Source: Adom News/Samuel Dowuona

Tigo employs risky strategies to fight simboxing

Tigo Ghana has said they would not recommend their anti-simboxing strategies to any telco because though it is efficient, it is also tedious and risky.

The daily detection records would show that Simboxing on the Tigo network keeps reducing faster than on any other network, arguably because the telco is continuously making its network on attractive to fraudsters.

But Chief Technical Officer of Tigo Ghana, Obafemi Banigbe told Adom News in an exclusive interview that the result Tigo is getting, comes at a very high cost and through a risky strategy, which can be avoided through regulation.

He said apart from the fact that the strategy pose a risk to Tigo, it is basically a detective strategy and not necessarily a preventive one since it only notices SIMBOX numbers after they have been used for a while.

Banigbe explained that Tigo has employed the services of two vendors outside of Ghana to be making 1000s of calls to the Tigo network on daily basis, and the vendors have servers installed on the Tigo network in Ghana.

He said because the vendors know the numbers they call and the numbers they use in making the calls, when the call terminates on Tigo through a different number, they put those detected terminating numbers into the server sitting in Ghana and the Tigo system picks them up every 15 minutes and blocks them.

"We have algorithms that determine particular numbers being used in a pattern over a period of time and we use that to determine which numbers need to be blocked. Those numbers are put in what we call A Number Blocking List, which is a list of Tigo numbers blacklisted from originating calls on our network," he said.

The Tigo CTO however added that once the SIMBOX operator detects that they are not able to originate calls with those Tigo numbers, they just remove them from the simbox and buy new SIM cards.

He said the down side is that some numbers get to be used for fraud over a longer period before they are finally blocked because there is need to determine there is a pattern relating to those numbers.
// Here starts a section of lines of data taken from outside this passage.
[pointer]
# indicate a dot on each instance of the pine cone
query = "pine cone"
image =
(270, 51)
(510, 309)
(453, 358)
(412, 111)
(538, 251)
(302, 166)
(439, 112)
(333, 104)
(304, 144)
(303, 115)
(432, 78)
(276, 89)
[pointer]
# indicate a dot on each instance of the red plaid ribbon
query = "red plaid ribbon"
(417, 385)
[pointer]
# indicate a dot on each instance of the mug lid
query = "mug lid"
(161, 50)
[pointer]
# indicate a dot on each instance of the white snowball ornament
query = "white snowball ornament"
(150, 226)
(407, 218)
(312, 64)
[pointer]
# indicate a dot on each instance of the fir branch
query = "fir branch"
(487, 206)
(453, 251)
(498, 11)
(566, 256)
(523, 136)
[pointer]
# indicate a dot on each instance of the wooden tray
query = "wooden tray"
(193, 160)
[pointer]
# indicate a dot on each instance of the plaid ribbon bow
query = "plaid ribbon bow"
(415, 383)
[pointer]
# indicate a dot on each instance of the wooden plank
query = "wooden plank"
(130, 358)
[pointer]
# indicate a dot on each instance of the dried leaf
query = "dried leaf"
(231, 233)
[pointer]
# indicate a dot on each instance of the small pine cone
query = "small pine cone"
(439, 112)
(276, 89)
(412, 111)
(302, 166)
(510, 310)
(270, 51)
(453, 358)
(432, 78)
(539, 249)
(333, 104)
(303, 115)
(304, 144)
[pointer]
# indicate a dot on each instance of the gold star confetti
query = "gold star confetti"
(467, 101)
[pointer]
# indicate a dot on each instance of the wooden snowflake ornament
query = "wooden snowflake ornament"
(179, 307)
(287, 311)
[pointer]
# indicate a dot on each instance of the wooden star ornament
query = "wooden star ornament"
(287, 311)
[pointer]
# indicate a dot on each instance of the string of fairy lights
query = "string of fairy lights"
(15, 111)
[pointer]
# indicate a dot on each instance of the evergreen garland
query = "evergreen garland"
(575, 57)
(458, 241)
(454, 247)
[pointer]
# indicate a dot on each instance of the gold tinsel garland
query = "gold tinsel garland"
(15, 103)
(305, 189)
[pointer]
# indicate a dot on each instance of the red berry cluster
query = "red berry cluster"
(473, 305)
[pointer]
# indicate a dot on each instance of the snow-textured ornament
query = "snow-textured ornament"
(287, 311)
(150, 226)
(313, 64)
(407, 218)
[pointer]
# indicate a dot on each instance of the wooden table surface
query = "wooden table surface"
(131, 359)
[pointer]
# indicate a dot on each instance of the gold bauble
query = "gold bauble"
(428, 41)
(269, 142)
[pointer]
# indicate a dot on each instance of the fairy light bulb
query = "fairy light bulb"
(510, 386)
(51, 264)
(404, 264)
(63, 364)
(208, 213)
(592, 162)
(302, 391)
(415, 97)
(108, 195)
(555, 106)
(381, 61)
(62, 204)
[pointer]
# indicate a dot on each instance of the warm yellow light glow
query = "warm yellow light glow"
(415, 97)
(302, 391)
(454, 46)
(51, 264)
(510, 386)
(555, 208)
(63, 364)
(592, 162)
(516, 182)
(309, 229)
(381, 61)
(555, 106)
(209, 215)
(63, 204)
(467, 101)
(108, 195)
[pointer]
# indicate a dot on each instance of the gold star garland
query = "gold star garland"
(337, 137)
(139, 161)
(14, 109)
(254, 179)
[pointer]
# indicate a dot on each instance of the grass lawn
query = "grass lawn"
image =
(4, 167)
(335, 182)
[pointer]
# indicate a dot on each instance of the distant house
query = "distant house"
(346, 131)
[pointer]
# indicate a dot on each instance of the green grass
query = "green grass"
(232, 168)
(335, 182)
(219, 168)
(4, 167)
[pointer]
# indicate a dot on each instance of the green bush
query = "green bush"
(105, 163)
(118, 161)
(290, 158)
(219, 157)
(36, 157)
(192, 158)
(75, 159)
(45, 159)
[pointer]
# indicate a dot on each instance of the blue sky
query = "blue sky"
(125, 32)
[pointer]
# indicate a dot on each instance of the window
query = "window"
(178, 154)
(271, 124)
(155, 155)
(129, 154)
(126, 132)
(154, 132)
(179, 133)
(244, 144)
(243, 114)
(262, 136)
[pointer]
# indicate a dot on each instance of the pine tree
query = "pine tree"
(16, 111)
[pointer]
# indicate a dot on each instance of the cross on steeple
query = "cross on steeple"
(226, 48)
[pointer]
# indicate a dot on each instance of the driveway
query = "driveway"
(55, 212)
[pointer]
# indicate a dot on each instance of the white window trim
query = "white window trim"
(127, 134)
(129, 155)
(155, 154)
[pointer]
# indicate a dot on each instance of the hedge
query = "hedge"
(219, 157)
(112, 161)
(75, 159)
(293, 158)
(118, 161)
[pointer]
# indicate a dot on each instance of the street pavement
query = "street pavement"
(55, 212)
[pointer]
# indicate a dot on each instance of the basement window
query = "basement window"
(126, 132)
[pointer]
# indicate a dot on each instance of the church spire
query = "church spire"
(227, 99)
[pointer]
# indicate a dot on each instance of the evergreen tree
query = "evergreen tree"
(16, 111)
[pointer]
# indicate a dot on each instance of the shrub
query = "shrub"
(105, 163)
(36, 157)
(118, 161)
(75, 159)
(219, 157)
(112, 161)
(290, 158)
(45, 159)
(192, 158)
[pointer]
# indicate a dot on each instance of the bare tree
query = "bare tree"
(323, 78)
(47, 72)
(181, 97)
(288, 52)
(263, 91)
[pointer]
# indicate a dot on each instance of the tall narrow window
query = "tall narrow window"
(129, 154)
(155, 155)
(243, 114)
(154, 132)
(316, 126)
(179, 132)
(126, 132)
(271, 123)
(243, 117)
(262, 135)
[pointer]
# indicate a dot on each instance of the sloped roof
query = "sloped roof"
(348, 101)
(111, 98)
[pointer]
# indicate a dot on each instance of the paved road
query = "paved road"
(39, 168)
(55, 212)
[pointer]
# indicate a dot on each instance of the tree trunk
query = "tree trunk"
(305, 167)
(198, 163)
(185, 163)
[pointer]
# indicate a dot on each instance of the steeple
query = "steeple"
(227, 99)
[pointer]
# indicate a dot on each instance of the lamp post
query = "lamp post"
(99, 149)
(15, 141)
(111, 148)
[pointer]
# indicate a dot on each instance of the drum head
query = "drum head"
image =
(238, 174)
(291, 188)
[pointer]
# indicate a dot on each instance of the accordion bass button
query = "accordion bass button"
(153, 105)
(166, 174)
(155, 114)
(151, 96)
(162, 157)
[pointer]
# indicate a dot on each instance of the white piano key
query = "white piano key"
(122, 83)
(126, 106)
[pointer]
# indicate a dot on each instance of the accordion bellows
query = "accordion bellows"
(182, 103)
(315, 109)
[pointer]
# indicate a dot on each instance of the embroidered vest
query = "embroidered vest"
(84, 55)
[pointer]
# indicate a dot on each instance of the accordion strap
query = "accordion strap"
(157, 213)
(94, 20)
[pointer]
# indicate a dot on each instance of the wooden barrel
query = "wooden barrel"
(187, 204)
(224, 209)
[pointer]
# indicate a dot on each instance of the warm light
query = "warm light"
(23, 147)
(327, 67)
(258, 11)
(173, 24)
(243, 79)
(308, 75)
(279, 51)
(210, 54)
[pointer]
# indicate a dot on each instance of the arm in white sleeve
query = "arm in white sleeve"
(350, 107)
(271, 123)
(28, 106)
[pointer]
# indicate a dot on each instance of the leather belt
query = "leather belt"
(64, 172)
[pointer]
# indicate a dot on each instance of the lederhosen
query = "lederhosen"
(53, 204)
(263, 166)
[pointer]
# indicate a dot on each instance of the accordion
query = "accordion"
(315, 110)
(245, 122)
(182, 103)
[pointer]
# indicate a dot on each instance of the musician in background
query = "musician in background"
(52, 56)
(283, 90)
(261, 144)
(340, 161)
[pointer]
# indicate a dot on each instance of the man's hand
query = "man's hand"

"But you can be sure that once we confirm a Tigo number in a simboxing activity on our network it will be blocked in 15 minutes and we report the numbers which are not Tigo numbers to the respective operators who have two hours by law to block the. Within those two hours the number continues to be used for simboxing," he said.

The risk

Banigbe said tampering with the A Number Table every 15 minutes is where the risk was, because it means other alterations could be made to the records without being detected since automatic back up occurs only at 12 midnight everyday.

"Initially when we started this rigorous process we tampered with the list and therefore detected SIMBOX numbers once every 24 hours then we came to once every two hours and then to once every one hour but now we are doing once every 15 minutes, which the designers of the switches would not recommend," he said.

Banigbe explained that the system only backs itself up automatically at 12 midnight every day, so if there was corruption in the system and the system breaks down the latest back up the company could depend on would be the back up from 12 midnight.

According to him, that would mean every change made between 12 midnight and the time of the breakdown would be lost, so records of any other tampering with the system would also be lost and so any possible corruption in the system would be hard to detect.

The Tigo CTO said even though their strategy is risky, "we felt the need to make a statement to fraudsters that our network cannot be used for simboxing but we would not recommend same strategy to other telcos."

“We are committed to saving the state money being lost to simboxing but we are doing so at our own risk,” he said.

Regulation He how we believes the single move that can prevent and not just detect simboxing is the removal of the 19 cents floor price for a minute of incoming international traffic.

Banigbe thinks even if telcos and the state corrected all the flaws in the national identification verification and sim registration systems, that would still not be enough to prevent simboxing once the financial motivation still exist.